FDA accepts Roche’s BLA for emicizumab to treat Haemophilia A
The US Food and Drug Administration (FDA) has accepted Roche’s biologics licence application (BLA) and granted priority review for emicizumab prophylaxis (preventative) to treat patients with haemophilia A with factor VIII inhibitors.
Haemophilia A is an inherited, serious condition in which the patient’s blood fails to clot properly, thereby leading to uncontrolled and often spontaneous bleeding.
Created by Chugai Pharmaceutical, emicizumab is currently being developed by the company in collaboration with Roche and Genentech.
Emicizumab is an investigational bispecific monoclonal antibody that has been developed to bring IXa and X factors together.
IXa and X are proteins essential in activating the natural coagulation cascade and are used to restore the blood clotting process.
The therapy is a subcutaneous treatment that can be administered once every week on adults, adolescents and children with haemophilia A with factor VIII inhibitors, which reduces treatment options and enhances the risk of life-threatening bleeds and repeated bleeds that result in long-term damage.
Roche’s BLA for emicizumab is based on data from Phase III HAVEN 1 study carried out on patients of 12 years of age and older, in addition to interim results from the Phase III HAVEN 2 trial involving children younger than 12.

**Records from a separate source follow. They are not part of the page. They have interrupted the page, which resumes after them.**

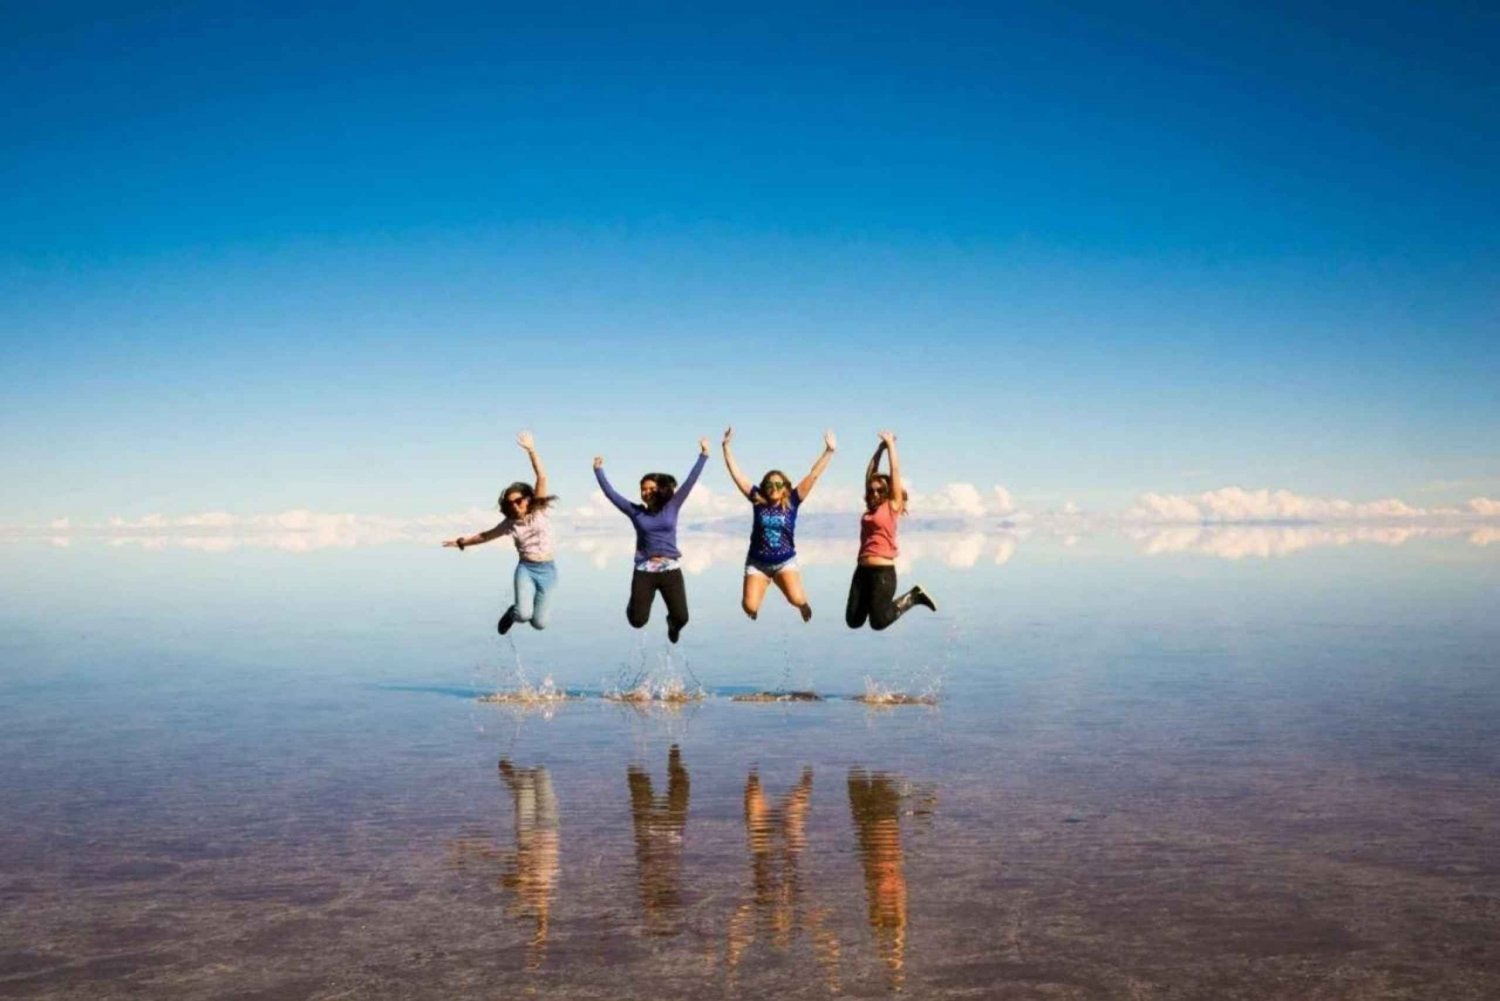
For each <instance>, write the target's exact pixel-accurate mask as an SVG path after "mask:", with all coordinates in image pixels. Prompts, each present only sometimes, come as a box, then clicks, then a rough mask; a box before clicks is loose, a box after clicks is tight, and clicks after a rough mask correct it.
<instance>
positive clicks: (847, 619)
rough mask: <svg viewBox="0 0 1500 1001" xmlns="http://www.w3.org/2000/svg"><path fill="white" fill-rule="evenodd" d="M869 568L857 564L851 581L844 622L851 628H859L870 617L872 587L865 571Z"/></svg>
mask: <svg viewBox="0 0 1500 1001" xmlns="http://www.w3.org/2000/svg"><path fill="white" fill-rule="evenodd" d="M867 569H868V567H861V566H856V567H855V569H853V578H852V579H850V581H849V603H847V605H846V606H844V623H846V624H847V626H849V629H858V627H859V626H862V624H864V620H867V618H868V617H870V587H868V582H867V579H865V573H864V572H865V570H867Z"/></svg>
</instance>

Roche chief medical officer and global product development head Dr Sandra Horning said: “Results of our Phase III study in adults and adolescents, as well as early Phase III results in children, showed that emicizumab has significant potential to help people with haemophilia A with inhibitors who face major challenges in preventing and treating bleeds.
“We are working with the FDA to hopefully bring this new prophylactic treatment option to the haemophilia A inhibitor community as soon as possible.”
The US agency is expected to take a decision on the BLA by 23 February next year.